While enjoying a fine chat with another, an interesting topic for discussion came up. We were talking about watching friends and coworkers enter relationships, get married, and move away—including a whole bunch of them in the last couple of years alone.
“It’s funny, it’s like a recession brings people closer together!” went the observation.
And that got me to thinking…what if it actually does?
Now, I realize that at first glance, the evidence doesn’t seem to back up that assertion. Financial trouble is one of the most commonly cited reasons for divorce and breakups. It’s pretty hard when you want to treat your significant other to something nice once in a while, but are fretting that you could possibly lose your job next week. And if the other person is under the same circumstances, that can lead to a quick exit. And no one needs to remind anyone on here that weddings are expensive propositions (paging Mr. Braverman).
But bear with me to examine the other side of that argument, monkeys.
I honestly haven’t been observant enough over a long enough period of time to make a confident assumption (maybe some of the old soldiers can), but I’m thinking it goes like this:
Chronic high unemployment for an extended period of time fosters cynicism and despair in a lot of people. We find ourselves sacrificing and striving for little apparent gain, and it is tempting to give up. We can try turning to the comforts from our relationships to combat the drudgery, but other people will choose a path of escapism and spontaneity.

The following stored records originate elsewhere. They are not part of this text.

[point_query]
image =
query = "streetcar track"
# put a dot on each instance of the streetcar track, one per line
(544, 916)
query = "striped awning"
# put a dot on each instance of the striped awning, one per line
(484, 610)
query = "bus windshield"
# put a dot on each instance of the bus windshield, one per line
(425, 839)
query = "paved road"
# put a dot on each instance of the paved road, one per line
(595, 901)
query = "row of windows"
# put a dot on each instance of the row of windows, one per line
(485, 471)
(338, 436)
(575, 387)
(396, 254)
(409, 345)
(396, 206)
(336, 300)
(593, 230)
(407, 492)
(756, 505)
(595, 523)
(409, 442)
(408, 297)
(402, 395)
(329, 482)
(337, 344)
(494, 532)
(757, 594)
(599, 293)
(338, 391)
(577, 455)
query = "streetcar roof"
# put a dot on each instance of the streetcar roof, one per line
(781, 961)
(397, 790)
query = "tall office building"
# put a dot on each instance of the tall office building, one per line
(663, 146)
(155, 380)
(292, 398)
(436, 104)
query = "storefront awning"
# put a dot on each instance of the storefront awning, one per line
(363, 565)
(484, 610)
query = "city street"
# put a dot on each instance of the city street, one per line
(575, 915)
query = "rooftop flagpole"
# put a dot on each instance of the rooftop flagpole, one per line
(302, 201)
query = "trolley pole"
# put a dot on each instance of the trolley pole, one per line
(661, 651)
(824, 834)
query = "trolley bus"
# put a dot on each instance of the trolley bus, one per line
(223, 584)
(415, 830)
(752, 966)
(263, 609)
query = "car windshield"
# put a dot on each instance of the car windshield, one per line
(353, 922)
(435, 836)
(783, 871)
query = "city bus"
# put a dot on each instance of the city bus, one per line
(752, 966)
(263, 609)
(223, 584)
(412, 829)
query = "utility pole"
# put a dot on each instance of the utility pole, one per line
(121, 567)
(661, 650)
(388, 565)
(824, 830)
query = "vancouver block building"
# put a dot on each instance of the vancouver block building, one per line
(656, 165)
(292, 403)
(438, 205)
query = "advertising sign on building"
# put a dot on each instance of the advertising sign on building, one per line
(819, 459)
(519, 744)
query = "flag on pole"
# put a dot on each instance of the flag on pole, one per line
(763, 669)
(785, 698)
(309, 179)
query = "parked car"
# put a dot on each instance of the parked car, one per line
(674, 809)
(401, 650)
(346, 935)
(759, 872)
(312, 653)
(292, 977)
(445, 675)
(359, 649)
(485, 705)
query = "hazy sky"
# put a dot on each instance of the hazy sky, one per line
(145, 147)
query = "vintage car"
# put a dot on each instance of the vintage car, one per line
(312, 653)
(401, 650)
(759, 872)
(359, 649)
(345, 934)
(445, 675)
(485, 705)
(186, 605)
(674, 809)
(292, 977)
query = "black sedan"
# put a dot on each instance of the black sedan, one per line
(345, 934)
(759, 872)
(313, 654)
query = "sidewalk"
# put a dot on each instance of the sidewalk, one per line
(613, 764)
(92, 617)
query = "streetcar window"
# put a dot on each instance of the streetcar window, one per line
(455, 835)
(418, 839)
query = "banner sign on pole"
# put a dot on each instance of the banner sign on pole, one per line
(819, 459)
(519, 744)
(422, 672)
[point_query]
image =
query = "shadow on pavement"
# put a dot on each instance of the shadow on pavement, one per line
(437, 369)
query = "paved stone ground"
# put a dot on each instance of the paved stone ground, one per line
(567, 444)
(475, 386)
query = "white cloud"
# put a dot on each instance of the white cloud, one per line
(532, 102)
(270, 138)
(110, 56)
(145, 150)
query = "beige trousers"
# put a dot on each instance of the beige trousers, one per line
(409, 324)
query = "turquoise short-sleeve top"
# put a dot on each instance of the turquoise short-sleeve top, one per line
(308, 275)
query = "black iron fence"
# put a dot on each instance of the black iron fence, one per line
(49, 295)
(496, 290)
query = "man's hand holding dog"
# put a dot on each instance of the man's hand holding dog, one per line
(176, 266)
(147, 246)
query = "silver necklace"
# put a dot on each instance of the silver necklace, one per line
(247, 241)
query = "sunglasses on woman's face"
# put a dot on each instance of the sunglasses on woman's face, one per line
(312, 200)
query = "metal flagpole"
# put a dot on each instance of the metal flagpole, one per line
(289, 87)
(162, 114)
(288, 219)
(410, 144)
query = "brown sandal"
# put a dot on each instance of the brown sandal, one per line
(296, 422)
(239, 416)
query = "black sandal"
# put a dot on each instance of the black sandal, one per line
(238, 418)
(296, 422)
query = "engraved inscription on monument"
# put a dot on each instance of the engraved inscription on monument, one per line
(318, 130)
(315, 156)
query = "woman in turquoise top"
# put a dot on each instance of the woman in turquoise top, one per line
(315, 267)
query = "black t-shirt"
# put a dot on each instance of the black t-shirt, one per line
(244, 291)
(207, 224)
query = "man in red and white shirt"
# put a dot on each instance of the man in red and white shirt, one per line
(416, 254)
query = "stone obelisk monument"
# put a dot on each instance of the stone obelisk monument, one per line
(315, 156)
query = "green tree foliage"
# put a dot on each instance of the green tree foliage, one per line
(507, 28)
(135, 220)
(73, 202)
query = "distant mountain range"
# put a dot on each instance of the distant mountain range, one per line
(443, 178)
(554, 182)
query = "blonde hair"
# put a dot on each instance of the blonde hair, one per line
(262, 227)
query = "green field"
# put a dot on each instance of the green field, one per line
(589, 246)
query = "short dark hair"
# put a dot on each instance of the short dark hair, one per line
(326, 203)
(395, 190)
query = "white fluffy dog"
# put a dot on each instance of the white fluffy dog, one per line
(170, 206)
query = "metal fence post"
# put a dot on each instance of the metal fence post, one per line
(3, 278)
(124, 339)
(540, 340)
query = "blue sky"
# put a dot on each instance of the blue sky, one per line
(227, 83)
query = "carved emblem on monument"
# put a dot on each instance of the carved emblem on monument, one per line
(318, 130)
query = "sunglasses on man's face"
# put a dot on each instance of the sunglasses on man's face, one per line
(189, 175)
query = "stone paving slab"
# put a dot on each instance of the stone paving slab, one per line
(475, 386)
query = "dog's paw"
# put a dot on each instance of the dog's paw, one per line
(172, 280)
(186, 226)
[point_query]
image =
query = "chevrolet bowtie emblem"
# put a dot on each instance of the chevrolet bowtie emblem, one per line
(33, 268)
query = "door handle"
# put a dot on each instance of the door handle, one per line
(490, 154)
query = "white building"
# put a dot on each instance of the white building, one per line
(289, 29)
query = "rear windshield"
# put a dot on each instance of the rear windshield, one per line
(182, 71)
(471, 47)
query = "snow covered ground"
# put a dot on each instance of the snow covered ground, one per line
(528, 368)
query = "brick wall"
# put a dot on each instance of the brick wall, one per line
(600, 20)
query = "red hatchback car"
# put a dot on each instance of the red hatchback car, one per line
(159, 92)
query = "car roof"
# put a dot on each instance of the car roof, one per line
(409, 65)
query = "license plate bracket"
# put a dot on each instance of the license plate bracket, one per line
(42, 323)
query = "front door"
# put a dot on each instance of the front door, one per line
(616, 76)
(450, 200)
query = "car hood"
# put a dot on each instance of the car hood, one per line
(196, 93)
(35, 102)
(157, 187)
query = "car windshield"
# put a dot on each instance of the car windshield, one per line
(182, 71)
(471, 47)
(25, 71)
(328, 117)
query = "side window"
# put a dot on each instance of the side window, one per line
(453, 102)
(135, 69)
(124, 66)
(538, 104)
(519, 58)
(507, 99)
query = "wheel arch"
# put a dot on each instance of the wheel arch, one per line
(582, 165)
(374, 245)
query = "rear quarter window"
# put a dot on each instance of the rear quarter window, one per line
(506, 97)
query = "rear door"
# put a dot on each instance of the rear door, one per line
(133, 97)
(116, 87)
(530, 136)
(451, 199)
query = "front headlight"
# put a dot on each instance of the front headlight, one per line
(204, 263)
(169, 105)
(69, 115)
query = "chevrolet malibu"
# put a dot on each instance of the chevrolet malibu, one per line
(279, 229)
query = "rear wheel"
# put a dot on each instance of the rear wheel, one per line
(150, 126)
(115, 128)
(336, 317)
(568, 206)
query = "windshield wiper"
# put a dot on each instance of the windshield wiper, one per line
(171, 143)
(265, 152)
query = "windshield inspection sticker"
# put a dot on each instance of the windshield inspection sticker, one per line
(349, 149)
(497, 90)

Now that can be good and bad—spending quality time with friends is the best way to blow off steam after a bad week, and a quiet, relaxing date with your girlfriend or boyfriend can be a perfect tonic after a stressful weekend at the office. When everything seems to be awful, at the very least you still have that.
But it can also lead to some destructive behavior, aka “the shotgun approach”—making life a never ending series of emotionally destructive one-night stands (some of you may know firsthand exactly what I mean). Or it can mean impulsively tying the knot with somebody you probably shouldn’t, because you aren’t thinking straight. Seeking out “creature comforts” is one of the ways we humans try to cope with loss—at soccer’s World Cup in South Africa, the bartenders and the prostitutes actively prepared for a huge spike in business from fans and players of the losing team.
Or maybe it’s a wash—people fight, fall in love, and break up all the time, regardless of whether the economy is booming or not. Any thoughts? Or is this a complete waste of time?